Keith Swenson's Go Flow blog continues to produce thought-provoking discussions of BPM issues. Check it out if you are not a subscriber. His latest concerns simulation, one of my hot buttons. A couple years ago I wrote that simulation was a "fake feature" - one of those things vendors put in the tool to tick off the Gartner checklist but which don't do anything useful. Since then the situation has not improved to any great degree. This is too bad, because, as Keith suggests, simulation can be of great value in projecting the expected performance improvement from a process change before committing the resources needed to make that change.
But it would be better to say it could be of great value, if the tools were any good. I recently did a small consulting project for a BPMS vendor on what was good and not so good about their product. They really hyped their simulation tool, but I had to tell them it was, in my opinion, mostly useless, because it did not distinguish between the active time of a process activity, which consumes the assigned resource, and wait time (sometimes called lag time), which does not. It considered the total time to be active time.
The reason I call it useless is that in most process improvement projects, the problem is not too few widget-tweakers assigned to the widget-tweaking step, causing a backlog when there is a spike in widget orders. That simulation use case, which I call optimizing resouce allocation, is real in certain heads-down scenarios, such as call centers and backend clerical processes, but it's not the main one BPM project teams are dealing with.
Far more common is the process improvement use case, which aims for improvement in some metric, usually cycle time but occasionally cost or quality, based on changing flow of process activities. The resource assigned to an activity - approval by a manager, for instance - is not fully dedicated to that activity, nor even other activities described in concurrent simulation models. The active time to perform the task bears no relationship to the actual time to complete it.

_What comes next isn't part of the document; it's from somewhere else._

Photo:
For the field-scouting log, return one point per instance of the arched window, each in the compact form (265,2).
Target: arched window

Separation of active time and lag time parameters for an activity is just one of many real-world requirements ignored by many simulation tools. Here are some others:
- Event probability and time of occurrence. In BPMN, events provide an expressive visual language for describing the exceptions that occur in real-world processes. In fact, these exceptions are usually at the root of performance problems in the as-is process. To project the expected to-be improvement, you need to be able to assign a probability and mean time of occurrence for events in the process model. Most simulation tools ignore events.

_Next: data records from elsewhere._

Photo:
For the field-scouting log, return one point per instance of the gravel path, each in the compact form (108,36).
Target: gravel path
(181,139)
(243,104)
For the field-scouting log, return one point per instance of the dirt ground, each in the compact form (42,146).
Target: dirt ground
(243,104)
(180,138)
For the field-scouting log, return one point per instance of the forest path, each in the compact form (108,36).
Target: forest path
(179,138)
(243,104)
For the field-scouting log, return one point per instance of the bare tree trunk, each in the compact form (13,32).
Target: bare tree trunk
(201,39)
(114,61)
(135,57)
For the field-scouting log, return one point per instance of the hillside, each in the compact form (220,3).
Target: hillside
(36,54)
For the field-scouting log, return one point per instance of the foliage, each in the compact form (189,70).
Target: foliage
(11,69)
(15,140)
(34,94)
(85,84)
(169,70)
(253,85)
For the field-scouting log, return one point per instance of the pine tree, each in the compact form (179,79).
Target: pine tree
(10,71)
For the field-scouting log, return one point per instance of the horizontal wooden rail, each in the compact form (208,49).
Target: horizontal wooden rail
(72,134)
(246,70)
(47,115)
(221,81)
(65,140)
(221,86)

- Repeating activities. BPMN has two types of repeating activities, called looping (DoWhile) and multi-instance (ForEach). You need a simulation parameter to model the number of iterations.
- Instance properties. In most simulation models, the probabilities at each node are uncorrelated. In real-world processes they are highly correlated. For instance, the duration of a particular task, the probability of taking a particular gateway output, and the probability of some event occurring usually track together. In other words, certain classes of instances tend to take longer, tend to take path 1 rather than path 2 out of the gateway, and have a higher than usual probability of some in-flight event. Some BPM Suites have optimization routines in their BAM/Analytics component that actually figures these correlations out for you! But try to find a simulation tool that lets you correlate them in the simulation model. One way is to define the simulation parameters not as a simple number (mean and standard deviation) but as an expression of one or more instance properties, such as orderValue, which could take values high, medium, and low. This makes configuring instance generation more complex, as you need to define the rate of each type, but it could provide much better output.

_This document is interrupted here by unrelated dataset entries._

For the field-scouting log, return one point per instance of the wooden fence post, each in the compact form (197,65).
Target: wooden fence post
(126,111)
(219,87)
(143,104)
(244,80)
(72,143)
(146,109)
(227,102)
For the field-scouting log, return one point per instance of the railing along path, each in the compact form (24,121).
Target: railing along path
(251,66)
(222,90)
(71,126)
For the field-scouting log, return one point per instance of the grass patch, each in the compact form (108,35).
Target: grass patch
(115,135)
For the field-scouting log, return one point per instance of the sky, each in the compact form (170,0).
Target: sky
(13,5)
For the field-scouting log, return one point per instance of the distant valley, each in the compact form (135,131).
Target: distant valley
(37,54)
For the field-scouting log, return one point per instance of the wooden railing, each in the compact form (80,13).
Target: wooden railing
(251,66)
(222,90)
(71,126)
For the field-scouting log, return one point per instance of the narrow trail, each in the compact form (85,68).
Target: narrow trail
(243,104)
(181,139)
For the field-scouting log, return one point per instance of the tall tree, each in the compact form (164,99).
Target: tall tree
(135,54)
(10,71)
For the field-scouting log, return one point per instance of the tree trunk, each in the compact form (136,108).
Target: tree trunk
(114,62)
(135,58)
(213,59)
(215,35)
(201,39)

- Contingent resource assignment. Most simulation tools let you assign tasks to roles with some defined cost-per-hour or cost-per-use parameter, or groups of same. But not many let you say assign to role A as the primary resource, but if no member of role A is available then assign to role B.
- Prepopulation of backlogs. Simulation models generally start empty, meaning no instances in the system. Besides the obvious distortion at the beginning of the simulation period, this does not allow the resource allocation optimization use case to apply when it is really needed, i.e. when an actual running process is jammed up with backlogs and you need to try various alternatives for working out of it.
- Access to raw output. The prebuilt metrics and charts provided by simulation tools are convenient but they rarely provide the detail you need for real analysis. For that you need the raw output, one record for each process instance, and also one record for each activity or event instance, dumped into Excel or a database. From that you can create histograms, provide activity-based costing, and perform other useful analysis. Without it you basically have eye candy.